There's not a lot I can say about the plot without ruining the story. Since this is a 100% spoiler-free review for the three first books (book 4 is due out in about a year from now), I don't even want to refer to specific characters or large-scale events that within each novel, even if they don't seem particularly revealing within that context. And so I'll give the generic story idea that those who haven't read the book have likely already heard: the Neapolitan books tell of two girls, Elena and Lila, following them from early childhood to later life. Elena and Lila are a cross between best friends, competitors, and enemies: they love each other fiercely, but recognize the occasionally toxic nature their relationship takes on.
And so it's not too far a stretch to point out that the Neapolitan series doesn't actually have much of a plot. There is a story, yes, but it's not the sort of beginning-middle-end plotting that your middle-school teacher taught you to look for. The books are written on an epic scale, tracing the lives of far more people than just Elena and Lila (indeed, the story looks much more broadly at the cultural and social shifts occurring in Italy at the time, with the two girls serving as a very good anchor). It's this sort of writing that makes it difficult to point to a specific single topic or idea that the books deal with. All three books are big and varied and focused and generic.
There are a few points I'd like to touch on specifically that don't relate to the plot. First of all, I found the progression of the political discussion in the books to be fascinating. I was (unsurprisingly) particularly interested to see how and when the issue of feminism began to crop up. This rather gentle thematic growth ultimately gave me a lot to think about in the context of modern feminism (and modern political discourse), and I quite enjoyed it.
There is also the matter of the book titles. As silly as this may seem, I love the titles. I love how they reflect the stories, I love how they don't, I love what they say about how we could (and perhaps should?) be interpreting the stories, and ultimately I love how the fit together. (I'll admit that I do not like how they look on the shelf, but this is because the print on the spine of Those Who Leave and Those Who Stay is bolded while none of the other Europa Editions are and it drives me a little nuts)

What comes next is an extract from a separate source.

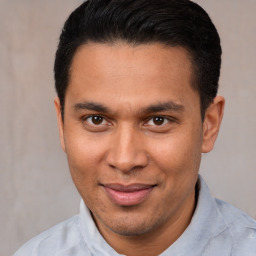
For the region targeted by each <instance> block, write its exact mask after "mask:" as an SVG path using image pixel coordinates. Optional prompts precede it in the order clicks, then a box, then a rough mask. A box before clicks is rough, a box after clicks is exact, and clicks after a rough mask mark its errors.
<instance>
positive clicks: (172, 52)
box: [66, 42, 198, 105]
mask: <svg viewBox="0 0 256 256" xmlns="http://www.w3.org/2000/svg"><path fill="white" fill-rule="evenodd" d="M191 83H192V65H191V61H190V57H189V54H188V52H187V51H186V50H185V49H184V48H181V47H169V46H164V45H162V44H157V43H154V44H142V45H136V46H134V45H130V44H127V43H122V42H119V43H115V44H99V43H90V44H86V45H83V46H81V47H80V48H79V49H78V50H77V52H76V54H75V56H74V58H73V62H72V65H71V69H70V81H69V86H68V89H67V94H66V96H70V97H71V98H72V99H76V100H77V101H79V100H80V101H83V100H90V101H91V100H92V98H94V99H96V100H98V101H100V102H102V101H104V103H107V104H108V103H109V104H111V103H113V100H114V99H115V100H116V98H119V99H120V100H123V102H126V103H127V104H130V105H132V103H133V102H136V104H138V102H140V103H141V104H144V103H145V104H147V102H149V101H169V100H172V101H174V102H176V103H178V104H181V103H182V104H184V102H185V101H186V100H187V95H189V94H191V93H192V94H193V95H196V97H195V98H194V100H196V101H197V100H198V95H197V92H195V91H194V90H193V89H192V86H191ZM190 100H191V99H190ZM152 103H153V102H152Z"/></svg>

There's a lot more to say about Ferrante. You've probably heard much of it. Her writing is clear and draws you in. These are not books easily set aside. The characters feel disturbingly real. Emotions are high without being smothering. This is good writing. I'm not sure if I've enjoyed the Neapolitan series more than the tightly intense The Days of Abandonment, but I've definitely enjoyed the books and I'm definitely eagerly awaiting the fourth title. I have ideas about themes and characters that I would love to discuss in spoiler filled reviews (another time), but for now let me say this to those of you who have not read these books yet: Read them. Ferrante's fame is well-deserved, and I promise that you will not be disappointed.